6. Application of Moving Object Extraction

In this section, we extend our approach to applications of moving object extraction to show its useful and plentiful potentials in visual media perception. Moving object detection in complex scenes is an important and challenging problem in computer vision, which is used in many applications, such as video surveillance, object tracking, video content compression and video semantic analysis. The classical method is background modeling. The background subtraction method can be applied under certain assumptions, such as a static background or a fixed camera. However, for dynamic backgrounds, this method is more difficult in detecting the holistic motion of an object. In this subsection, we overcome these limitations using our proposed spatio-temporal saliency method. Moving objects detection can be seen as a spatio-temporal saliency detection problem. From the view of the spatio-temporal saliency feature, moving objects have higher contrast in the frequency domain. The frame difference of a moving object may form the big peak value in the hypercomplex spectrum contrast. Therefore, the proposed method is much easier for detecting the space-time salient moving object by spatio-temporal global features.
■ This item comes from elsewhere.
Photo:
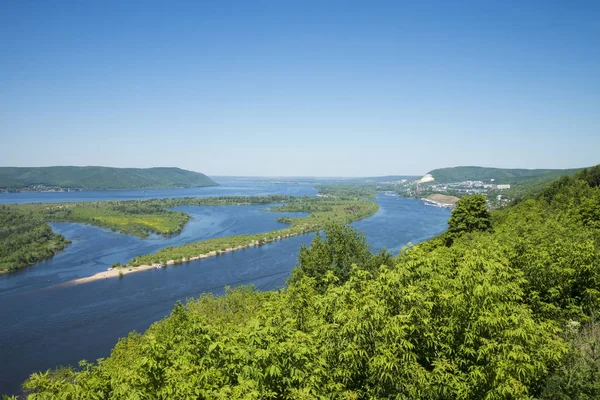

For the performance evaluation of moving objects detection, we employ two public datasets, PETS2001 [45], and a beach video [49], which are all taken in the outdoor environment and contain dynamic illumination changes. The image resolution of each dataset is 768 × 576 pixels (2,100 frames) and 360 × 180 pixels (457 frames). In the beach video, there are multiple people (foreground) walking through the beach with moving waves (background). We compare the proposed saliency approach with two methods, the traditional GMM [47] and KDE [48] algorithm, which are widely used for motion detection. GMM is a classic, probabilistic method for background subtraction. But for both the dynamic background and dynamic foreground object, in particular, the movement examination ability of GMM is limited, because of the noise and dynamic background. For the time cost, the GMM method is more time-consuming. Similarly, KDE is a classical algorithm for moving object segmentation. Using a few frames as priori knowledge, the KDE method can model the background and quickly extract the moving targets in subsequent frames. However, the KDE method is sensitive to illumination changes, and some small moving objects are easily lost using KDE. The results are shown in Figures 10 and 11. Finally, our proposed moving object detection method can give good performance with a simple binary threshold and morphological operators in our proposed saliency map. For the quantitative comparison, the recall and precision defined employ H. Seo's method [18] to determine a threshold value efficiently. The bounding boxes of moving objects are used as the ground-truth. If at least 30% of pixels within each bounding box are classified as foreground pixels, it can be easily detected as the moving object by using the simple post processing. We compare HSC with other approaches based on this recall rate. The recall and precision values computed from 20 frames randomly taken throughout the entire dataset are shown in Table 3. Note that the low precision value indicates that false ones occur more frequently. From these test results, we confirm that the proposed approach can be effectively employed for extracting moving objects.

7. Conclusions

In this paper, we presented a spatio-temporal saliency perception method inspired by hypercomplex spectrum contrast and human visual perception. The basic idea is that the salient object is highly sensitive to the contrast of integrated features and nonlinear non-uniform sampling of visual information. To this end, a novel hypercomplex spectrum method for spatiotemporal saliency detection has been designed. The hypercomplex amplitude spectrum represents the power of the intensity, color, motion features and the hypercomplex phase spectrum to represent the texture and location information. We use the original image hypercomplex spectrum comparison with the down-sampling image spectrum to pop out the salient region and use non-uniform sampling to be consistent with the human visual perception of salient regions. The proposed method is able to effectively and quickly detect salient regions from an image and give better responses to psychological patterns. Experimental results show that the proposed method has better performance compared with the other eleven state-of-the-art methods on two public static image datasets. In addition, we applied the proposed method to image auto-segmentation and moving salient object detection. Since there is natural integration of various visual features in the hypercomplex spectrum-domain, the proposed method can efficiently detect the initial segmentation area and moving objects in cluster static or dynamic scenes. Experimental results show that our method has plentiful possibilities to some promising applications in image or video perception processing.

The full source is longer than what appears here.